Will GPT-engineer Speed Up Your Refactoring? An In-Depth Guide
Improved efficiency, better software performance, and lower maintenance costs are just some of the many benefits of refactoring. Yet, the process itself is tedious and quite time-consuming. Perfect for giving it away to AI-powered tools like GPT-engineer.
The real question is: can implementing the GPT-engineer help you streamline the process?
This guide will help you find the answer.
Key takeaways:
- GPT-engineer was tested by our team for its potential in speeding up refactoring.
We evaluated its performance in common tasks such as renaming variables, methods, and classes, and extracting methods, interfaces, and subclasses. - GPT-engineer handles writing new code much better than it does refactoring and understanding existing code.
What is code refactoring?
Code refactoring is a process of improving existing code without changing its external behavior.
By restructuring the code, you can refine the design, structure, or implementation of the software while preserving its original functionality. This technique helps improve the nonfunctional attributes of the software, such as its readability, maintainability, and complexity.
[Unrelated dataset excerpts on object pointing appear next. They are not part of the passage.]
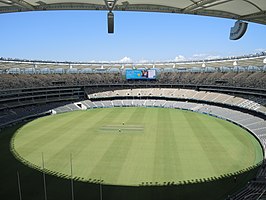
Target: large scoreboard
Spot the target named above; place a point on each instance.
(137, 74)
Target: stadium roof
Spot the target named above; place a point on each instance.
(257, 60)
(246, 10)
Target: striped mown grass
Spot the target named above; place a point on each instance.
(169, 146)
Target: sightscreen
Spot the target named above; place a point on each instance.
(148, 74)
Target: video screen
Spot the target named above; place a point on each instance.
(141, 74)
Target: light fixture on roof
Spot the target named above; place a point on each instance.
(110, 4)
(238, 30)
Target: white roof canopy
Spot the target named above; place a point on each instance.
(246, 10)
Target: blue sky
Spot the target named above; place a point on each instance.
(82, 36)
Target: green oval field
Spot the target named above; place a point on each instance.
(129, 146)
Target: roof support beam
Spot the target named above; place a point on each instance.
(23, 4)
(198, 4)
(257, 15)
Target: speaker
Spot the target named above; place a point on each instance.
(238, 30)
(110, 19)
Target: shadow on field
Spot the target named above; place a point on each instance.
(32, 187)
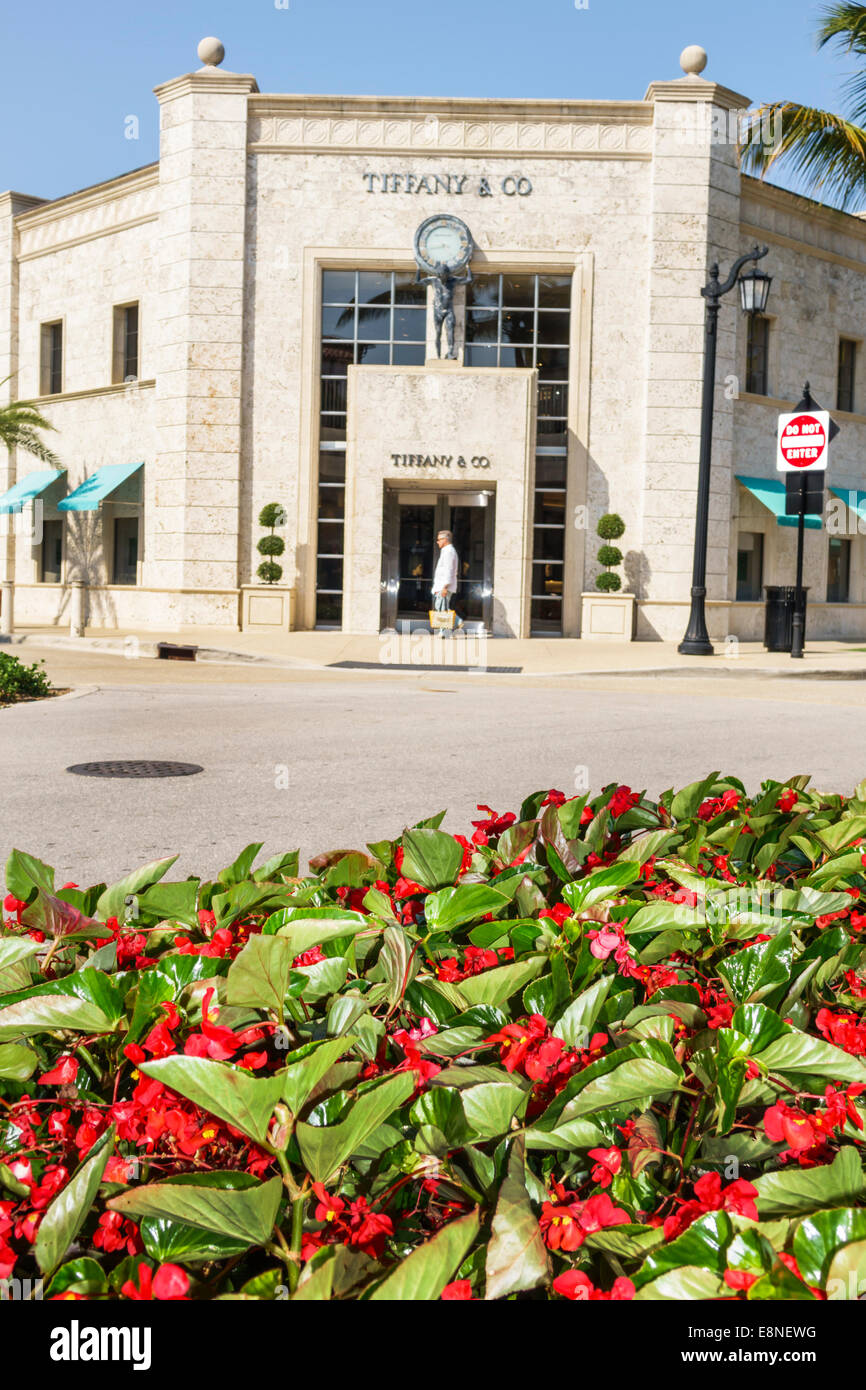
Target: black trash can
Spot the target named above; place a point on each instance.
(779, 616)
Why you should consider refactoring your code
Now, if the functionality stays the same, you may wonder: why should I refactor the code? There are many advantages to refactoring, including:
- Better work efficiency: Clearer code equals reduced time and effort needed for onboarding new developers, as they can quickly understand the entire codebase.
- Lower maintenance costs: Clarification of the code leads to easier identification and resolution of bugs or any other issues.
- Increased productivity: With less time spent on deciphering the code, developers can also have more time for implementing new features.
- Enhanced agility: Easily readable code allows for quicker modifications and iterations, which is crucial in responding to changes in business requirements.
- Improved quality of the product: Refactoring the code can also enhance the software's performance, leading to higher customer satisfaction.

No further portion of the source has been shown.